The issue with extended ISO 50 is that it may show no highlight clipping in the histogram but there's clipping.
It's just one-stop prone in highlight clipping, true. But as I said I only used ISO 50 in airshow events on prop-driven planes under bright sunlight. I'd not worry in highlight clipping on boring sky as nothing needs to recover ;-)
1.no more processing, in fact less. Lots of experience, can judge what aperture and more importantly length of exposure, after a few shots, you know what time you can use.
As I said, I only used ISO 50 in airshow events on prop-driven planes, not landscape. It's simply unpractical to test exposures ;-) Why don't expose correctly on whatever ISO?
lf l was not getting long enough, l just dropped the ISO down to 50. On Sony for some reason l'm not getting long enough exposures. I though with more dynamic range l could get longer but it is the opposite. Struggling to even get 30 seconds with a 10 stop, even on a cloudy day.
Just wondering why you'd need to expose so long if a 10-stop is still not sufficient even under bright sunlight? You'd not get better result on more than 60 sec on water. Now I have two 82mm BT ND filters, 3-stop and 6-stop that can stack together to be a 9-stop which is sufficient to me. I use them via several step-down adapters to use on various lenses, max throat size is 82mm.

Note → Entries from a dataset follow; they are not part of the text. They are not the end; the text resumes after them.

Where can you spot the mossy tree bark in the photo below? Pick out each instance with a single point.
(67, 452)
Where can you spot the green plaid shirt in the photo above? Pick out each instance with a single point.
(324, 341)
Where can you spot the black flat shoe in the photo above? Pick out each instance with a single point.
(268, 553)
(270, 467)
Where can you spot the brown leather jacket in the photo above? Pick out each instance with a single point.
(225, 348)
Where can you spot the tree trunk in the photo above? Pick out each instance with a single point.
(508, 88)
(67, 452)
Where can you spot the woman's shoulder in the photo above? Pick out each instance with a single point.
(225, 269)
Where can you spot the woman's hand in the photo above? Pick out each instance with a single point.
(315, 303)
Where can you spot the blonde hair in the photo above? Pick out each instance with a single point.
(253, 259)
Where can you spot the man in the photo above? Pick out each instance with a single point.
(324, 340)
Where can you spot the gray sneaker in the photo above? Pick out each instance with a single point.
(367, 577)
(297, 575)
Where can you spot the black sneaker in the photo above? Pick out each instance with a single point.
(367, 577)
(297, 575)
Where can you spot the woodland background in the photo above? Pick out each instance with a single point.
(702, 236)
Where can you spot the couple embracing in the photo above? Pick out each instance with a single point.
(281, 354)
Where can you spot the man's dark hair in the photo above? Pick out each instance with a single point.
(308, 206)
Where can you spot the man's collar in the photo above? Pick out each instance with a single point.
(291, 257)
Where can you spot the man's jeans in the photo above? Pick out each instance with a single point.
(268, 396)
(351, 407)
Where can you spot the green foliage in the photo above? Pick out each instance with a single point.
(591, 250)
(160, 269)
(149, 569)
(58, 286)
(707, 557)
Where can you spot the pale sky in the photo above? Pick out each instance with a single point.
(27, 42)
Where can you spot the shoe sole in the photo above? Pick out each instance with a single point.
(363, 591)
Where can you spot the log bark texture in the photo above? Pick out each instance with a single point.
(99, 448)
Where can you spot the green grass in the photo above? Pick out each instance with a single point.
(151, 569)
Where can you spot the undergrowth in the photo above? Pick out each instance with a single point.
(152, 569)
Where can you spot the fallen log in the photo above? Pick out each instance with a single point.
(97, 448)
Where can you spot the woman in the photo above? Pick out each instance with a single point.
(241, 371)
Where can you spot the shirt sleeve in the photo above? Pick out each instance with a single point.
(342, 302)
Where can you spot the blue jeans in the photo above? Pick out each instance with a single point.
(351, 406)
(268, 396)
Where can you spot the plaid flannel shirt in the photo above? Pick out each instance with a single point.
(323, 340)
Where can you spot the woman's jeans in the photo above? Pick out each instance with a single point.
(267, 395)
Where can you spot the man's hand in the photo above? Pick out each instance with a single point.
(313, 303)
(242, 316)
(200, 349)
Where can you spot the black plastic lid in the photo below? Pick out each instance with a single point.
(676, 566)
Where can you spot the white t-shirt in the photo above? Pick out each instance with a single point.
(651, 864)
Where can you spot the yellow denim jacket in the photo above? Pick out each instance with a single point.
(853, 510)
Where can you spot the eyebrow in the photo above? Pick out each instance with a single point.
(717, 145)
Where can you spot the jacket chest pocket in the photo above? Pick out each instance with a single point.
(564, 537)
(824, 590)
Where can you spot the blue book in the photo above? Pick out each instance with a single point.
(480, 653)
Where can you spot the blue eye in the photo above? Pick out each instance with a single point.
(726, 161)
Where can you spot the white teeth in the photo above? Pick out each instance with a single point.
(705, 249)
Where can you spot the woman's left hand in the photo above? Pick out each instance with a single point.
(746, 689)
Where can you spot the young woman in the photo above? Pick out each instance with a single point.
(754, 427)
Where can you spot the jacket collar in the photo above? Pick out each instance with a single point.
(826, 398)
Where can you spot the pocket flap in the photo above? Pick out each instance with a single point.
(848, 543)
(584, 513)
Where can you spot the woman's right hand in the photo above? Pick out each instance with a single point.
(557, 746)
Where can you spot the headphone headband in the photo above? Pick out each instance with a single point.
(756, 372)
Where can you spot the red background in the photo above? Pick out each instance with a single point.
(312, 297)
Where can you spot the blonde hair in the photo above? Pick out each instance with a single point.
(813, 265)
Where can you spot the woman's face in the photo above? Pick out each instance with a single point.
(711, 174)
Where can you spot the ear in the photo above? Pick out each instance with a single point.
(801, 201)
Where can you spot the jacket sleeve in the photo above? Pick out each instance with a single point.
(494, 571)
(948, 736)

Why don't you use ND filters? You can take off in a second, same as changing ISO.
Unpractical and very inconvenient in airshow events. The scenes are changing rapidly. Frequently jet and prop-driven planes mixed each other, such as in so-called heritage flight where 3-gen planes (WWI prop-driven, Korean/Vietnam war old jet and modern stealth jet) fly together or follow each other quickly. Usually you use long lens, such as 100-400 GM or 200-600 G etc that would require a pretty big filter. You are unable to mount/un-mount screw-in filters on these lenses in seconds ;-) You'd miss many opportunities. You could try magnetic attachable filters but then would be bulky, expensive and still not secured as they could throw away in rapid waving of the lens, lol. It's just not practical and doesn't make a sense. Fortunately by lowing ISO 50 is sufficient that aperture will not be more than F16 even under bright sunlight usually so no worth to use a filter.
A ND filter is more appropriate in motor-sports however as the shutter speed is even much lower such as 1/30~60 and the scenes/lights don't change rapidly.
lt is cloudy today, not sunny, if sunny l would only be getting about 10 seconds.
What kind of water topic photos you take if you could give a few samples with full EXIF? Wondering why you'd need one or more mins exposure?